I would agree that speed was too high, with the important caveat that nearly all the costs that result from that come from the route and construction standard of the line - decisions that were made nearly a decade ago and have already been physically built into the design at tremendous cost. Any entity without a bottomless source of funding would have cut speed in the mid 2010s when the detailed engineering began spelling out the problems.
And it wasn’t just high speed rail. Adonis also set in motion a big programme of electrification, intended to make the UK railway network majority electric. This was not in any way shaped by politics, but it did turn out to be an equal basket case - nearly 20 years on we’re not yet 50% of the way through delivering this, and I would be surprised if the four projects that made up the electrification push were finished before HS2.

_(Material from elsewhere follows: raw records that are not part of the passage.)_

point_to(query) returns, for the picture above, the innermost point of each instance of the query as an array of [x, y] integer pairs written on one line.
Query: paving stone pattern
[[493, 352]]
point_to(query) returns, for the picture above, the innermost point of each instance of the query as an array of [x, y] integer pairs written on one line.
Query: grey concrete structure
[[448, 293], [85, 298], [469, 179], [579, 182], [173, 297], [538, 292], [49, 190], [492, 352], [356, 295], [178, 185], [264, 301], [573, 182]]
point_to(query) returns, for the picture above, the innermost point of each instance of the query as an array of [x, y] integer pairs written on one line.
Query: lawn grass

I will remain silent on whether it actually is a good idea - I merely note that it is a reasonable ask from an elected politician
In layman’s terms, for every three pounds we spent, we got one pound of public value.
I think Dame Bernadette Kelly, the Permanent Secretary during this crucial period, was lucky to retire last year. Were she still around, I think her position would have been about as tenable as the lady who ran the Post Office during the horizon scandal.

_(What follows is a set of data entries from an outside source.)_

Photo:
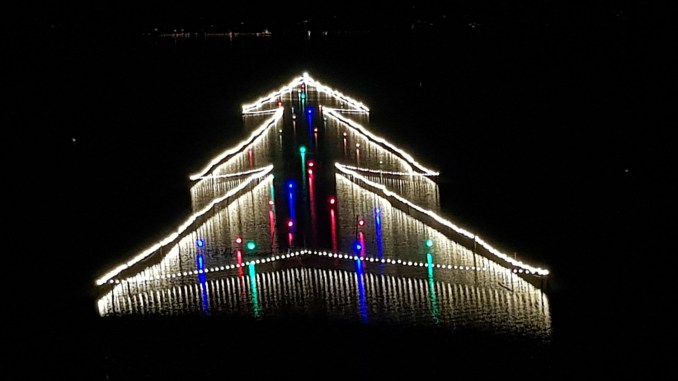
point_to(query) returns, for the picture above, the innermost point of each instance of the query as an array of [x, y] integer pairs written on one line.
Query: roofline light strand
[[240, 146], [182, 228], [371, 136], [445, 222]]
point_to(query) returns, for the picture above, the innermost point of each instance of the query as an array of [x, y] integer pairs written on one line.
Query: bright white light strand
[[443, 221], [239, 147], [182, 228], [382, 141]]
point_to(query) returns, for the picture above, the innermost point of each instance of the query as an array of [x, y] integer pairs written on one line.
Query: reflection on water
[[280, 230]]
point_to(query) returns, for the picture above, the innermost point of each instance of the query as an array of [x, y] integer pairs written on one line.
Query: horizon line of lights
[[303, 79], [443, 221], [378, 139], [378, 171], [182, 228], [238, 147], [338, 255]]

IUK, mentioned in the paragraph above, is the direct ancestor of NISTA, which we are now promised is putting its top people on helping HS2
This last one was a surprise to me, given they gave that person a knighthood in 2023 for services to the railway. Perhaps it was to salute his perseverance in the face of such an impossible task.
There are reasons that this is harder than it looks in the world of infrastructure, but that’s for another day.





Good piece, but only mentioned Bernadette Kelly at end. IMO BK was the villain of the piece. HS2 would never have got off the ground if the 3 review points had remained in place. DfT did not tell parliament/ CPAC in 2016 prior to phase 1 bill that HS2 Ltd had failed review points 1 on costs and control. BK realised that HS2 would never pass review point 1 as costs increasing and MPA report stated that high chance HS2 would cost £80bn. So BK just removed the 3 review points and then Graying & Ghani, just kept telling parliament that HS2 was 'On time & on budget' all the way to the final vote on HS2 phase 2a.